Something that he didn't describe as 'wrong', or take responsibility for, was the 'metaverse'.

Facebook changed its name to Meta to reflect its focus on the metaverse and has invested billions of dollars in the technology.

It is a virtual reality world where people can meet and collaborate online in interconnected 3D digital spaces.

Mr Zuckerberg thinks it is the future and the next big thing, but investors are not convinced and the concerns have led to big falls in the company's share price.

There is a lack of interest among the wider public in the metaverse.

Many people are enjoying the return to in-person meetings and have no desire to return to virtual engagements even it is via a high-tech world described as 'Zoom on steroids'.

Mr Zuckerberg did make reference to the metaverse in his message to staff this week but not to announce a U-turn or a scaling back, rather he described it as a growth area.

"We've shifted more of our resources onto a smaller number of high priority growth areas," he said.

"Like our AI discovery engine, our ads and business platforms, and our long-term vision for the metaverse."

John and Patrick Collison, the founders of Stripe

Stripe redundancies

On Wednesday, payments firm Stripe officially informed the Tánaiste and Minister for Enterprise Leo Varadkar of its plan to make some of its Irish-based staff redundant.

Under employment law, companies proposing a collective redundancy are required to inform the Minister for Enterprise at least 30 days before the first dismissals take place.

Companies are also required to carry out a 30-day consultation with employees and their representatives where collective redundancies are being proposed.

Earlier this month, Stripe announced plans to lay off 14% of its workforce globally.

In an email sent to staff, founders Patrick and John Collison said the company had over-hired for the world we are in.

The Limerick brothers said the job losses will bring the numbers employed by the company back to 7,000 from around 8,000 currently.

Stripe employs around 600 people in Ireland and it is unclear how many Irish staff will be impacted by the decision as the company said the headcount reduction would not be applied evenly across the organisation.

Uncertain outlook

On Thursday, it was reported that Amazon is to conduct a cost-cutting review of unprofitable business units.

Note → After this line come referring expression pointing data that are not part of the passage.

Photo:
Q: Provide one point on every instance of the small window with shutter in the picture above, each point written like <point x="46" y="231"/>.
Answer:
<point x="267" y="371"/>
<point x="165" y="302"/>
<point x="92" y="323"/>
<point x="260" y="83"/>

It is not clear how it might impact Ireland, where the company employs around 5,000 people.

Last month, chip maker Intel announced a multi-billion-dollar cost-cutting plan following a slump in computer demand and, once again, we don't know how it might affect the company's 5,000-strong Irish workforce.

Another very large Irish employer, Apple, recently warned that its sales would fall short of expectations due to a Covid lockdown at a key iPhone factory in China.

On Friday, IDA Ireland described the global macroeconomic environment as increasingly uncertain and that after a period of rapid hiring and jobs growth, companies like Twitter, Stripe and Meta had found that they need to reduce their costs and employee numbers in line with reduced revenue forecasts and weakening company valuations.

"These layoffs are regrettable and our thoughts are with those who are losing their jobs," said IDA Ireland’s Interim CEO Mary Buckley.

She said that the agency continues to win new investment in sectors including technology, financial services and life sciences but she also warned that competition was 'fierce' when it comes to attracting companies to Ireland.

"We must remain competitive while working to address immediate issues related to the carrying capacity of the economy including housing, energy, water, infrastructure and planning," Ms Buckley said.

Failure to address fundamental problems like accommodation shortages and infrastructure deficits will jeopardise Ireland's attractiveness as a location for foreign direct investment, leading to a nightmare scenario that could see the current tech redundancy 'ripple' quickly becoming a wave.